Segundo os autos, a vítima fez o acompanhamento pré-natal na própria clínica do plano de saúde. Foram realizadas nove consultas ao todo, sendo constatada a saúde do feto. Entretanto, no momento do nascimento, a vítima foi comunicada de que seu filho apresentava crescimento anormal. O laudo pericial apontou que o médico obstetra não observou e correlacionou os dados clínicos com os ultrassonográficos, nem houve diagnóstico que ensejasse uma investigação complementar do quadro.
Em seu voto, a desembargadora Maria de Lourdes Lopez Gil afirmou que a falha no serviço prestado pela rede credenciada da ré foi comprovada pelo laudo, que deixa claro os erros do médico e dos técnicos do ultrassom que atenderam a gestante. “Vale ainda destacar a ausência de conservação do prontuário médico”, pontuou. “Portanto, demonstrado o nexo causal e o dano perpetrado à autora, exsurge o dever de indenizá-la, pois experimentou mais do que dissabores sendo surpreendida com a má formação de seu filho, apenas no momento de seu nascimento.”
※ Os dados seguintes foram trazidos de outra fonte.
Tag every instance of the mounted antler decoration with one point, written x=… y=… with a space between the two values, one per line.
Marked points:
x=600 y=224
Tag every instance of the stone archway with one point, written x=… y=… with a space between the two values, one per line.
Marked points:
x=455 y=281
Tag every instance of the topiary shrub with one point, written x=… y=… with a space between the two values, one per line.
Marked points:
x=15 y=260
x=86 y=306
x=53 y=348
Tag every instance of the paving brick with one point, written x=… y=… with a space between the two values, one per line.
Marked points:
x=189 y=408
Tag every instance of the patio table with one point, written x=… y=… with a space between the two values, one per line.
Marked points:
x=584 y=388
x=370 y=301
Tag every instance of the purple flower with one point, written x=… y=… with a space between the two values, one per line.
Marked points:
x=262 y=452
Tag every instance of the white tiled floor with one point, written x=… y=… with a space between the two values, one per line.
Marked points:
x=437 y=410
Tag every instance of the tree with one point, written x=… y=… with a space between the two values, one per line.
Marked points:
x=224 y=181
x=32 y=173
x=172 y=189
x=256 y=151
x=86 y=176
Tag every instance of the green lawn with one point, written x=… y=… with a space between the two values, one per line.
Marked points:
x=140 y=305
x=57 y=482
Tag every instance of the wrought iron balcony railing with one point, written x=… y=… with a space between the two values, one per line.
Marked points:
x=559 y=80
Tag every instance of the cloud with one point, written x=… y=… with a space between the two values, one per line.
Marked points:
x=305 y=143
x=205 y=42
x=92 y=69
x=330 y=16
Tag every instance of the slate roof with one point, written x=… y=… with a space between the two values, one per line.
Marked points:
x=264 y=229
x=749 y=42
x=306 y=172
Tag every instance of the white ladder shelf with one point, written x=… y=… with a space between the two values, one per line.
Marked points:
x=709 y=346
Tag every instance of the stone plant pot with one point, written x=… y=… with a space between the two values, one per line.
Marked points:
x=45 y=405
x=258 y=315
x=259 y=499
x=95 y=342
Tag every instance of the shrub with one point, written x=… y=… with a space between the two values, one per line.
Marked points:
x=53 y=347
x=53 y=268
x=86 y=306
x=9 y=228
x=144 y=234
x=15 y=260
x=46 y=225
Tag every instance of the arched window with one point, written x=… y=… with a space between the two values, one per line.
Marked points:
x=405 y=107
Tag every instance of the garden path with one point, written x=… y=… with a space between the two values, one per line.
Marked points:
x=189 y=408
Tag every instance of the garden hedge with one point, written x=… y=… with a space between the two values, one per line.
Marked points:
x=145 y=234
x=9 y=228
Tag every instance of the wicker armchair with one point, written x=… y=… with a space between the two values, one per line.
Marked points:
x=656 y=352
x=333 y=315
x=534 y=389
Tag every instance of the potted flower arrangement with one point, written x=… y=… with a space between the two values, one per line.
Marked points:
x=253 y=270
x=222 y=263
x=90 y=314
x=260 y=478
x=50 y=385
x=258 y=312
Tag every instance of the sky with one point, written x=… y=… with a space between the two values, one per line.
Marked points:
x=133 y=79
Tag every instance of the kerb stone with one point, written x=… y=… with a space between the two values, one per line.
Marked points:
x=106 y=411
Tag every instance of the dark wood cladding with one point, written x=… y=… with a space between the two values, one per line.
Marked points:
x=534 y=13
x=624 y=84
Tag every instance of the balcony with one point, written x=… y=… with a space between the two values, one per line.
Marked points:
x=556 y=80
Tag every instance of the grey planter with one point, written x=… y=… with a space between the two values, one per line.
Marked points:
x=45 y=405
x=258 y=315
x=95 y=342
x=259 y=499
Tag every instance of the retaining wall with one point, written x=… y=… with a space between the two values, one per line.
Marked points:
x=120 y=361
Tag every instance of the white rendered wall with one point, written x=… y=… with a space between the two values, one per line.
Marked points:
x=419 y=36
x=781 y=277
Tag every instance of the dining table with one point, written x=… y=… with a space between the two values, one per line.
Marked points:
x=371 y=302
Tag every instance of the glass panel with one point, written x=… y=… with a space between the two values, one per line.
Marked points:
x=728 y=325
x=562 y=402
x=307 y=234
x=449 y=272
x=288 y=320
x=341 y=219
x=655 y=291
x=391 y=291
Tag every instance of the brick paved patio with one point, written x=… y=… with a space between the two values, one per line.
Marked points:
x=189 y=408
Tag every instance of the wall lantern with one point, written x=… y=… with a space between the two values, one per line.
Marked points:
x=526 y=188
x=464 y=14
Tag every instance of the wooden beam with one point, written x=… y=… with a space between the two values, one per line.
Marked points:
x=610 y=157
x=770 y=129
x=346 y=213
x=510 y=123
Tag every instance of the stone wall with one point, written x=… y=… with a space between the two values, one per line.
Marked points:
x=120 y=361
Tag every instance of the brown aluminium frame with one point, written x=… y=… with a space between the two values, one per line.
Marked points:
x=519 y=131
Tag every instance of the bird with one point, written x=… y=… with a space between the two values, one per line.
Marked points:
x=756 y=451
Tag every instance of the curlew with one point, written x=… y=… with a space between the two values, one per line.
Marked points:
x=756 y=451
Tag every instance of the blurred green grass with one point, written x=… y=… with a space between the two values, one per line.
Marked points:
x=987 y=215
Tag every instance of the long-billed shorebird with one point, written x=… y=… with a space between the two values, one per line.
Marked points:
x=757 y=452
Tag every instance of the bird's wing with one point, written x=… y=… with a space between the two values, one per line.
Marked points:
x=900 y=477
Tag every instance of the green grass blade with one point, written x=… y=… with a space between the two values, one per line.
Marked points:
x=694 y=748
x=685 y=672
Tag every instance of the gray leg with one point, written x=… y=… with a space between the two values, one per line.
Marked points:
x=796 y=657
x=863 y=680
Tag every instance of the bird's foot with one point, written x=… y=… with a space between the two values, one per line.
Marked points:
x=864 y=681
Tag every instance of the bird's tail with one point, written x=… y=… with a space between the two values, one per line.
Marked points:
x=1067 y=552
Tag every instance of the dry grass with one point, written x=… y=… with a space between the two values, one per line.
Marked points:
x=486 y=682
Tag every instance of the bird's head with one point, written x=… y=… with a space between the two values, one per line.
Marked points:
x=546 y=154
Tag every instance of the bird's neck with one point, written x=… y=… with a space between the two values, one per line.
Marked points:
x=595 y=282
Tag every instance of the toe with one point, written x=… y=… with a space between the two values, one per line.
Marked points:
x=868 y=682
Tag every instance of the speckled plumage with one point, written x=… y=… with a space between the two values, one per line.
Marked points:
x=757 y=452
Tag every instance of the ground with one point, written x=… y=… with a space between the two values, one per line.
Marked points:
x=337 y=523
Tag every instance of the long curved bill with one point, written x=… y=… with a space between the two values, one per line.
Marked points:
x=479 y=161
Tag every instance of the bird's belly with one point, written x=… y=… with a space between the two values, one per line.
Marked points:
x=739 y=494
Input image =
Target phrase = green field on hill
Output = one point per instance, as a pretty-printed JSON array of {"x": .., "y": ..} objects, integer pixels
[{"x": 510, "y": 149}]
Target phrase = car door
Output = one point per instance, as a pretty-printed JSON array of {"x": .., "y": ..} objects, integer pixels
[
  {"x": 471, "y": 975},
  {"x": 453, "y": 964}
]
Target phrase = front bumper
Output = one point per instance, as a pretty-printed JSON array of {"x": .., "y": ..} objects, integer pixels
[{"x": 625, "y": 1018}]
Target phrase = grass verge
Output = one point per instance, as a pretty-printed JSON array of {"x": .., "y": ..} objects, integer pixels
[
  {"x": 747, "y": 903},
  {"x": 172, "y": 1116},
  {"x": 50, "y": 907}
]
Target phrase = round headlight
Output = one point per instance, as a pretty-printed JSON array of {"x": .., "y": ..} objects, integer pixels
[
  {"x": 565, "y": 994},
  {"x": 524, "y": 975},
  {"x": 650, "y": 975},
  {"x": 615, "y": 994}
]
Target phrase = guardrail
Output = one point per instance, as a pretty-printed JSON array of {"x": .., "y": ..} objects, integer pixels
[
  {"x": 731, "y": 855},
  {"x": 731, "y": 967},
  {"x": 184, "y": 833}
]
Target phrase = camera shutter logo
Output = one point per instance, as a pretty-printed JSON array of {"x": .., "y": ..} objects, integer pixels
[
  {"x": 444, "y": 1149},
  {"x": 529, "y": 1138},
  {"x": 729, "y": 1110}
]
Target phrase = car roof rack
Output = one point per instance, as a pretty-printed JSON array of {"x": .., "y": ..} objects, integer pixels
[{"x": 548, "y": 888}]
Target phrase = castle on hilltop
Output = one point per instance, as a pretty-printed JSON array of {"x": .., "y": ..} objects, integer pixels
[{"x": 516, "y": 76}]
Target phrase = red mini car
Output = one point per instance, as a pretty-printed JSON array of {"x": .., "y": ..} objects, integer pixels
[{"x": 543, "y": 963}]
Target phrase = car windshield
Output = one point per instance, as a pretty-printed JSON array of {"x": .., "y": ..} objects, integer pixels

Também participaram do julgamento os desembargadores Luiz Antonio Costa e José Rubens Queiroz Gomes.

O recurso ficou assim ementado:

RESPONSABILIDADE CIVIL. ERRO MÉDICO.Sentença de improcedência. Insurgência da autora. Responsabilidade solidária da operadora de plano de saúde pela reparação dos prejuízos sofridos pelo contratante do plano decorrente de má prestação dos serviços.Autora que realizou nove consultas de pré natal. Médico obstetra que não observou e correlacionou os dados clínicos com o ultrassonográficos .Autora surpreendida ao dar à luz uma criança com diversas anomalias. Danos morais ocorrentes. Valor indenizatório fixado em R$20.000,00. Sentença modificada. Recurso provido.